L’initiative donnera certes davantage de visibilité à la Palestine auprès des institutions internationales. En termes de coût, les estimations vont bon train. Ces dernières semaines, des analystes politiques et des juristes tentent de mettre en garde contre les paramètres ignorés susceptibles de mettre en danger les droits des Palestiniens. Sans vraiment être entendus. D’après un article publié le 25 août par la Ma’an News Agency et qui s’appuie sur un avis juridique rendu par Guy Goodwin-Gill, professeur de droit public international et membre de l’équipe qui a fait condamner le mur ­israélien par la Cour internationale de justice en 2004 : « L’initiative consistant à transférer la représentation des Palestiniens de l’OLP à un État mettra fin au statut juridique détenu par l’OLP aux Nations unies depuis 1975, l’instituant comme seul représentant légitime du peuple palestinien. » Car, si l’Autorité ne peut dissoudre l’institution dont elle dépend, à la veille de l’initiative, le discours officiel reste ambigu. « Lorsque l’ONU acceptera la demande, l’Autorité palestinienne prendra fin et deviendra l’État de Palestine, précise Ahmad Majdalani, ancien ministre. Dès lors, ses relations avec l’OLP vont changer. »


L’État palestinien deviendra la seule instance représentative pour tous les Palestiniens à travers le monde. Alors que, depuis Oslo, l’OLP semble être devenue un outil au service de l’Autorité, « cette initiative est la dernière balle pour mettre fin à l’OLP, soulève Jamal Juma’. Après cela, nous ne serons plus capables de la réformer, ni même de justifier son existence ».
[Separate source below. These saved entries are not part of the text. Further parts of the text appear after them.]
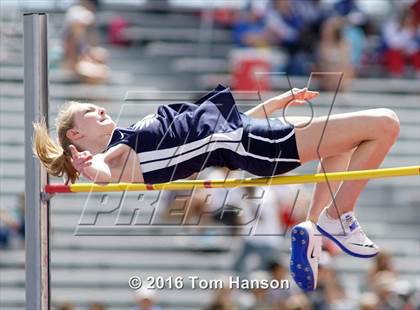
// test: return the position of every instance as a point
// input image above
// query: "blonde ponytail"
(56, 157)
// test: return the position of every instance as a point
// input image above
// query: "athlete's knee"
(390, 124)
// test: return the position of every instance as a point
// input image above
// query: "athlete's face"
(90, 120)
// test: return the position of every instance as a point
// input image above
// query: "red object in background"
(286, 218)
(395, 61)
(250, 71)
(115, 30)
(225, 17)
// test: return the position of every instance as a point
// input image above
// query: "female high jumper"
(183, 138)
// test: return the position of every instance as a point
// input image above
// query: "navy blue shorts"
(270, 146)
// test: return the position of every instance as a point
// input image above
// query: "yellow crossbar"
(231, 183)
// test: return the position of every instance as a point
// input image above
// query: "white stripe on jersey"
(235, 147)
(270, 140)
(177, 150)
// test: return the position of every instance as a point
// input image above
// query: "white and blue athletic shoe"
(306, 251)
(347, 234)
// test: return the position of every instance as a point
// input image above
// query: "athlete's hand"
(298, 96)
(80, 160)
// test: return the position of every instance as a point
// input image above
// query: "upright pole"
(36, 208)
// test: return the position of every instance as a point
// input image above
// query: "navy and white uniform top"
(183, 138)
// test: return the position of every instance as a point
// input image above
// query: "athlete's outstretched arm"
(296, 96)
(97, 167)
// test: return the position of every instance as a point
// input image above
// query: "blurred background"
(99, 50)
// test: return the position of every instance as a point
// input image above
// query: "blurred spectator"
(384, 282)
(97, 306)
(260, 295)
(368, 301)
(278, 297)
(223, 299)
(145, 299)
(284, 24)
(298, 302)
(334, 56)
(66, 306)
(12, 222)
(330, 293)
(382, 262)
(249, 30)
(401, 39)
(80, 54)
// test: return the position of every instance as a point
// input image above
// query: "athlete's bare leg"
(323, 193)
(364, 136)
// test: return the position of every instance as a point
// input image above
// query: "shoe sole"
(341, 246)
(300, 268)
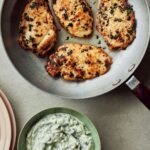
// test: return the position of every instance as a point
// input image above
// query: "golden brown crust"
(37, 31)
(116, 23)
(75, 16)
(78, 62)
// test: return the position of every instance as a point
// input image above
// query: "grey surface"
(122, 121)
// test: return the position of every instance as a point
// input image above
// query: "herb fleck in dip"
(59, 131)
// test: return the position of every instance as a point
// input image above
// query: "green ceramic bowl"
(22, 137)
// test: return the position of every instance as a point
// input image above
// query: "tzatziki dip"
(59, 131)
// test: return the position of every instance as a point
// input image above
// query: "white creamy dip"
(59, 131)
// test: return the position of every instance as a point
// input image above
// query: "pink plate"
(12, 119)
(6, 133)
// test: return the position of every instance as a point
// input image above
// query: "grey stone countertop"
(122, 121)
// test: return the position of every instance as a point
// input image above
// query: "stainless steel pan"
(32, 68)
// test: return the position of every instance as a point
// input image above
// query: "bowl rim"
(35, 118)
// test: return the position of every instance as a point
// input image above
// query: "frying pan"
(33, 68)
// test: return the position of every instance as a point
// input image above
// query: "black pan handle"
(140, 91)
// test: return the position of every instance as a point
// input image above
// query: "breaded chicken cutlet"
(75, 16)
(78, 62)
(116, 23)
(37, 31)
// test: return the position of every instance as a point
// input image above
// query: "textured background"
(122, 121)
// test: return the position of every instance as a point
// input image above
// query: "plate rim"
(8, 130)
(12, 118)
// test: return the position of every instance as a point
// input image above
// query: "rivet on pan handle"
(139, 90)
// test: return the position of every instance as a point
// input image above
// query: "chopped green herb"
(30, 27)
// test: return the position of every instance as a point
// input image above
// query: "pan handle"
(140, 91)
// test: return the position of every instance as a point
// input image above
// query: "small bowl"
(22, 137)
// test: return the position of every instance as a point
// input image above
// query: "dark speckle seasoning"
(97, 37)
(30, 27)
(97, 74)
(34, 5)
(65, 16)
(21, 29)
(84, 7)
(54, 1)
(99, 42)
(71, 75)
(70, 25)
(67, 38)
(31, 39)
(69, 53)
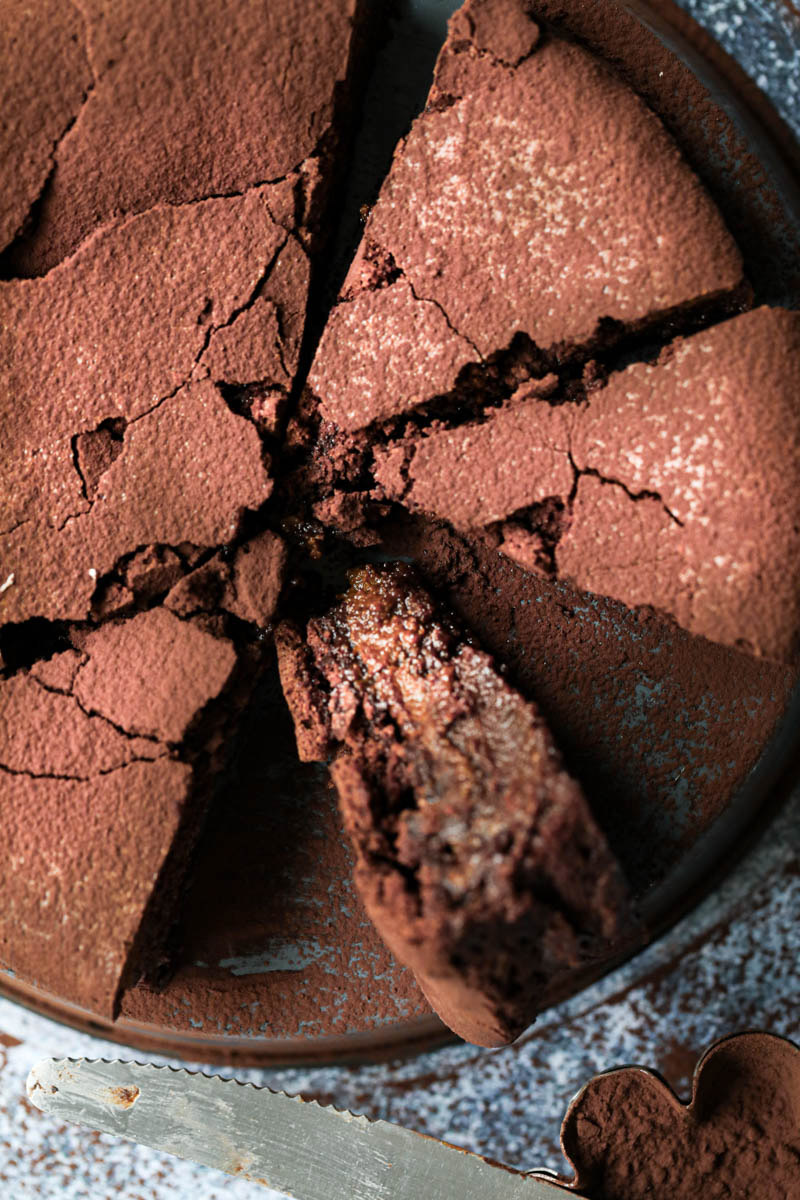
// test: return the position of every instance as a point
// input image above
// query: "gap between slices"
(477, 857)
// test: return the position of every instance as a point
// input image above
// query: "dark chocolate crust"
(536, 199)
(674, 485)
(170, 102)
(476, 855)
(162, 187)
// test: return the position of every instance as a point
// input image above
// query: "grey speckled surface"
(733, 964)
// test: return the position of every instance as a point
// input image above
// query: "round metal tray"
(277, 961)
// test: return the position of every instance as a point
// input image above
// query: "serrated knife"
(295, 1146)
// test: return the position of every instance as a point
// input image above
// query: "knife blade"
(295, 1146)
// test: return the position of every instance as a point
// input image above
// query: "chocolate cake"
(476, 855)
(536, 210)
(672, 485)
(533, 383)
(163, 183)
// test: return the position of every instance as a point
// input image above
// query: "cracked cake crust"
(549, 169)
(675, 483)
(476, 855)
(166, 186)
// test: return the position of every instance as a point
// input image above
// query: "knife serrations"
(295, 1146)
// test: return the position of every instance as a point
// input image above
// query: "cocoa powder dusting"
(630, 1138)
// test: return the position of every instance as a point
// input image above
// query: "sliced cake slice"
(477, 857)
(164, 215)
(536, 210)
(673, 485)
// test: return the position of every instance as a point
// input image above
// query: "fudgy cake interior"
(627, 1135)
(504, 436)
(163, 185)
(476, 855)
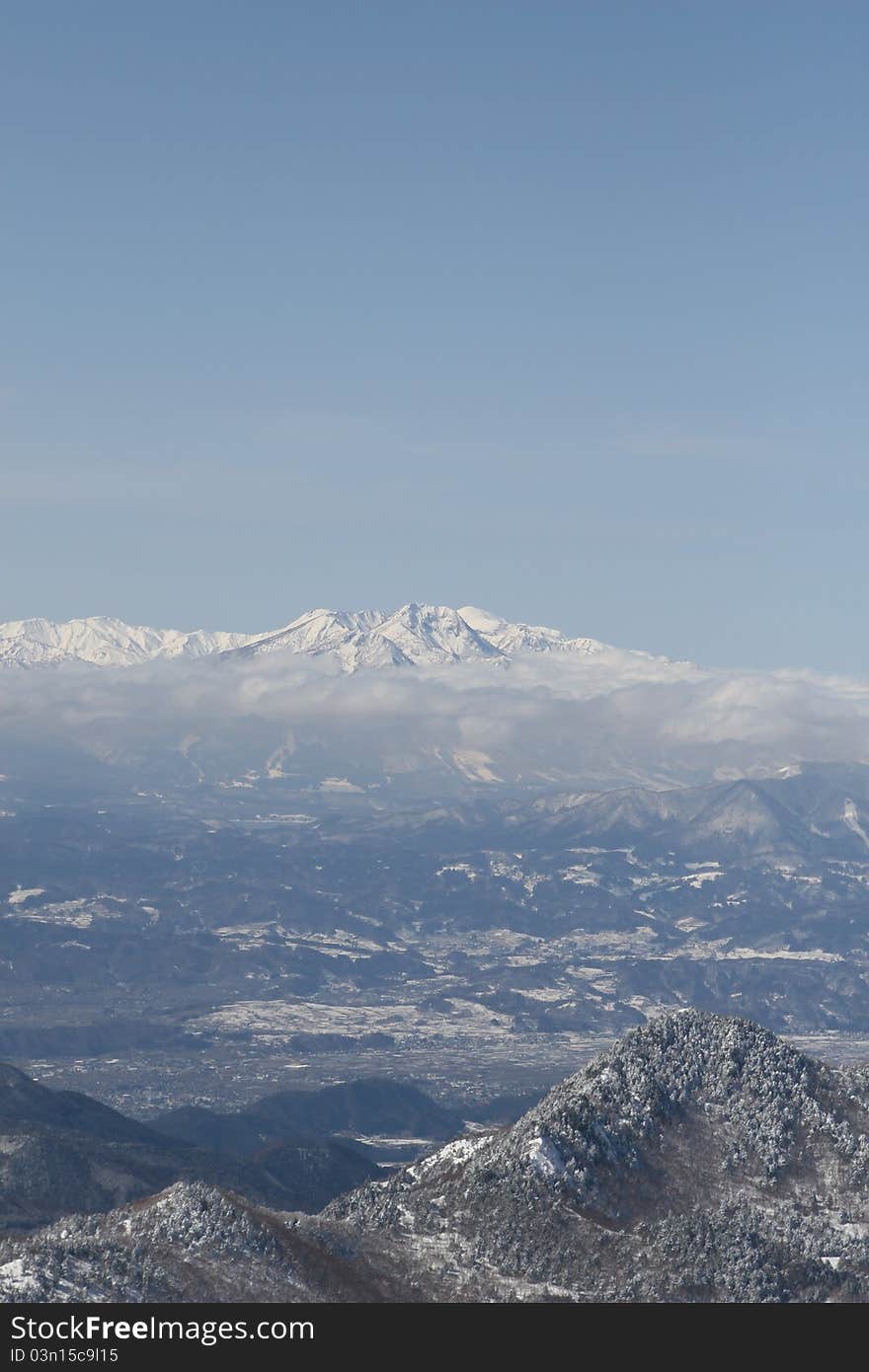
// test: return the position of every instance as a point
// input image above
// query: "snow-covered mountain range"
(103, 643)
(411, 636)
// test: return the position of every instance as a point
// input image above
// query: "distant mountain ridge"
(411, 636)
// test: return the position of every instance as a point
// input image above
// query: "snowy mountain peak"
(416, 634)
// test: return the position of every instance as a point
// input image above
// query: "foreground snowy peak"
(697, 1128)
(411, 636)
(699, 1160)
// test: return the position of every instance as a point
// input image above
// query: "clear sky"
(555, 308)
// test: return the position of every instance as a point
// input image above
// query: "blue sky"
(555, 308)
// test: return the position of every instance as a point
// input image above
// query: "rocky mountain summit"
(702, 1160)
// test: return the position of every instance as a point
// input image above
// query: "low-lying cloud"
(553, 718)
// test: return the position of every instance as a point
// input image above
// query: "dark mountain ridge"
(700, 1160)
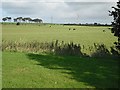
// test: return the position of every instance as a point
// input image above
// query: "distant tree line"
(87, 24)
(22, 19)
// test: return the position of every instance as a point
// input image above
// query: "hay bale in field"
(74, 29)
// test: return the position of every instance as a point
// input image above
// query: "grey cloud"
(61, 11)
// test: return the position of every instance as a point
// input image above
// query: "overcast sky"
(59, 11)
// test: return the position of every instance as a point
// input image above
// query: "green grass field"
(23, 70)
(85, 35)
(29, 70)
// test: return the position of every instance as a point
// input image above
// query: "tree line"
(22, 19)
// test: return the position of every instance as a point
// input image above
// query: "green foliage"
(116, 23)
(58, 48)
(28, 70)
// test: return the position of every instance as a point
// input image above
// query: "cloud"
(60, 10)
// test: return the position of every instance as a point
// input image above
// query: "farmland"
(54, 71)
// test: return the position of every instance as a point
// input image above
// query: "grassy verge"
(28, 70)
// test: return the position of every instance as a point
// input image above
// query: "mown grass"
(85, 35)
(28, 70)
(26, 66)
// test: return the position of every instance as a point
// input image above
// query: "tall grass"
(58, 48)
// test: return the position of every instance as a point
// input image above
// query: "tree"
(9, 19)
(15, 20)
(116, 23)
(19, 18)
(4, 19)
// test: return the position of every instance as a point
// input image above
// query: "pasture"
(44, 70)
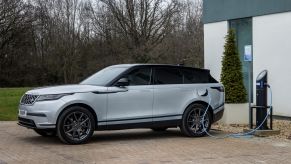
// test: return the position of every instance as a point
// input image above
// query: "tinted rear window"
(168, 76)
(191, 76)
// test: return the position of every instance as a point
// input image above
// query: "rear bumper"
(218, 113)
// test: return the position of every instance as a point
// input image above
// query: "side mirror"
(122, 82)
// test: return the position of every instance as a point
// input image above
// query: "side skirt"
(166, 123)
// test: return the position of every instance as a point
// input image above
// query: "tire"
(75, 125)
(161, 129)
(46, 132)
(191, 121)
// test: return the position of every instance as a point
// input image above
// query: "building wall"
(214, 34)
(272, 51)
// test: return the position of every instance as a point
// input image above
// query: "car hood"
(78, 88)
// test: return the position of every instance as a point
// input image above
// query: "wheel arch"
(89, 108)
(201, 103)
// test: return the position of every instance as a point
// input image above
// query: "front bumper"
(40, 115)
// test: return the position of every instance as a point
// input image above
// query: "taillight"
(220, 89)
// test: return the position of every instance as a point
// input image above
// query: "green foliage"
(231, 75)
(9, 101)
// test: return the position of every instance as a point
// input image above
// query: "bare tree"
(143, 24)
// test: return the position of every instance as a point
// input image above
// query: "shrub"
(231, 75)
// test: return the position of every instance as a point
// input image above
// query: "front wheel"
(75, 125)
(192, 121)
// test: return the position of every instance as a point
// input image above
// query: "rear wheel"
(75, 125)
(159, 129)
(46, 132)
(192, 121)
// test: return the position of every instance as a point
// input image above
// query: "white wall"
(214, 39)
(272, 51)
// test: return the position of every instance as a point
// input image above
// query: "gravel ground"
(283, 125)
(19, 145)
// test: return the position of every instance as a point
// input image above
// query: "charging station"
(262, 103)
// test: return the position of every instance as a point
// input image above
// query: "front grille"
(28, 99)
(26, 122)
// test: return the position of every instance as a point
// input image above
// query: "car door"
(169, 93)
(132, 103)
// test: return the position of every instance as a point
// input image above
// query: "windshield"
(104, 76)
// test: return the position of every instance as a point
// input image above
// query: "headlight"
(52, 96)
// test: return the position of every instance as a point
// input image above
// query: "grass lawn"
(9, 101)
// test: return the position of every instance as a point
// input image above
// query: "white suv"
(125, 96)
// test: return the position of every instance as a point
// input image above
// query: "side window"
(195, 76)
(168, 76)
(140, 76)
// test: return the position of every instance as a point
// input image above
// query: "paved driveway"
(20, 145)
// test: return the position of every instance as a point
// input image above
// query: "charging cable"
(235, 134)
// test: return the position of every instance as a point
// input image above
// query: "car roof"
(162, 65)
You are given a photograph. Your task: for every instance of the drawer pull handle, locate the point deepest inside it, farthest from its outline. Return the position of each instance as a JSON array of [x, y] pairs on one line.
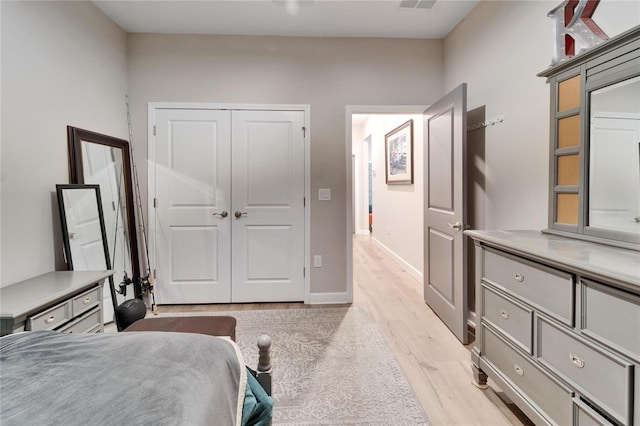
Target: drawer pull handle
[[518, 369], [578, 362]]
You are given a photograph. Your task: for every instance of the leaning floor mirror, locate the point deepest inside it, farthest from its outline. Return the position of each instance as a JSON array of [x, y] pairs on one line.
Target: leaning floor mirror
[[83, 229], [105, 161]]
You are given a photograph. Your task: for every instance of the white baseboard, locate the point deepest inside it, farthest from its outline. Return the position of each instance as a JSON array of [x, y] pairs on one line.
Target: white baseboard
[[328, 298], [408, 267]]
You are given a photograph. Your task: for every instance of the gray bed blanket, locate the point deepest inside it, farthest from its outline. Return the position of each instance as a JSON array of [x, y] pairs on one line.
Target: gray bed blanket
[[50, 378]]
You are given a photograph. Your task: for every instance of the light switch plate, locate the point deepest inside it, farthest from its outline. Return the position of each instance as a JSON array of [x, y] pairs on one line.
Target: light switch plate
[[324, 194]]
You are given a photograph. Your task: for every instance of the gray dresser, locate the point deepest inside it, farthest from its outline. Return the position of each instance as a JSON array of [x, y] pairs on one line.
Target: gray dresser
[[67, 301], [558, 326]]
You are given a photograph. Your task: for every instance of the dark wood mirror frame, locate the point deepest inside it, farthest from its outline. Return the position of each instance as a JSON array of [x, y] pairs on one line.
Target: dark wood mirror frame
[[75, 137]]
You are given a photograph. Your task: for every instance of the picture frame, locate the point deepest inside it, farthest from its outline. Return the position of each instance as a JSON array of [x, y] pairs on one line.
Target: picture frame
[[398, 155]]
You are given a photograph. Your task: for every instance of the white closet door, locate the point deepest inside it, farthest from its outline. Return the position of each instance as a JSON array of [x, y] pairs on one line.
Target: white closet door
[[193, 187], [268, 206]]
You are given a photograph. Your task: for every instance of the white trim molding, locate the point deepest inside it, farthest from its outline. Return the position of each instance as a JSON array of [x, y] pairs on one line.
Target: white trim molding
[[415, 273], [330, 298]]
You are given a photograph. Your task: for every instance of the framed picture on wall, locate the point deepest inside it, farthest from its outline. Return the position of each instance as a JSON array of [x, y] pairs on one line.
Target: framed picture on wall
[[398, 154]]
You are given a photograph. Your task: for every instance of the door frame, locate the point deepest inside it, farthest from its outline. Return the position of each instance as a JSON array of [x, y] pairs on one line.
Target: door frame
[[151, 188], [349, 111]]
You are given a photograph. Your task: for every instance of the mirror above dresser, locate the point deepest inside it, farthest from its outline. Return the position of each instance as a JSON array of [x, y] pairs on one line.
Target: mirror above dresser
[[595, 144]]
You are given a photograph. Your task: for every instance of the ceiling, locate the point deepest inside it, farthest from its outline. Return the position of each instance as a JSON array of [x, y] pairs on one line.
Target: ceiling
[[431, 19]]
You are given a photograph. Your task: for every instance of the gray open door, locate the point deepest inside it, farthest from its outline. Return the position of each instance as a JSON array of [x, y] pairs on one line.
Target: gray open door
[[445, 275]]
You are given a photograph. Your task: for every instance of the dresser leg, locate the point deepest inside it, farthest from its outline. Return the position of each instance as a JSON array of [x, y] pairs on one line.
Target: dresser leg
[[479, 377]]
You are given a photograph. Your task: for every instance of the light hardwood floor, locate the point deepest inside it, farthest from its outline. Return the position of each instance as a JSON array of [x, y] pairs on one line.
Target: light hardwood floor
[[435, 363]]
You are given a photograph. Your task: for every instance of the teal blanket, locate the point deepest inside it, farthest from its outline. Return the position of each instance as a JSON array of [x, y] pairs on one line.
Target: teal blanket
[[258, 406]]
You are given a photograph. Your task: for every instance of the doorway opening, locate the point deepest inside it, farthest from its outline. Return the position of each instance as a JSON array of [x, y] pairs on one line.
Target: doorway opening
[[391, 214]]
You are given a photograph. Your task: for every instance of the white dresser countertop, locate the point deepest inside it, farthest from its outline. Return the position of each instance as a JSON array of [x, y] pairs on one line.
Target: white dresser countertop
[[616, 265]]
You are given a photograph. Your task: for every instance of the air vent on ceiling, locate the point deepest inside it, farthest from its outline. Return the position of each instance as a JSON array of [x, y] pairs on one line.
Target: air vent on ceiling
[[417, 4]]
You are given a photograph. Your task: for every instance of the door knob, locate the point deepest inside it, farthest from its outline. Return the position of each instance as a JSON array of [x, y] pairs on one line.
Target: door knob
[[457, 226]]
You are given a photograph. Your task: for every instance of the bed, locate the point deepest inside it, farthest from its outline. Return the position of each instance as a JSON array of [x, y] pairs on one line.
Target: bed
[[136, 378]]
Pour l’activiste, il ne s’agit pas d’un simple feu de paille, « c’est un tremblement de terre ». Car, comme le précise le document publié par la Ma’an News Agency, « l’Autorité palestinienne a une compétence législative et exécutive limitée, une juridiction territoriale et personnelle limitée vis-à-vis des Palestiniens qui ne sont pas présents dans les zones dont elle a été reconnue responsable », soit 6 millions de personnes. En d’autres termes, « dans l’État de 1967, il n’y a pas plus de place pour les Palestiniens de 1948 que pour les Palestiniens de la diaspora ou pour les réfugiés », déduit Muhannad.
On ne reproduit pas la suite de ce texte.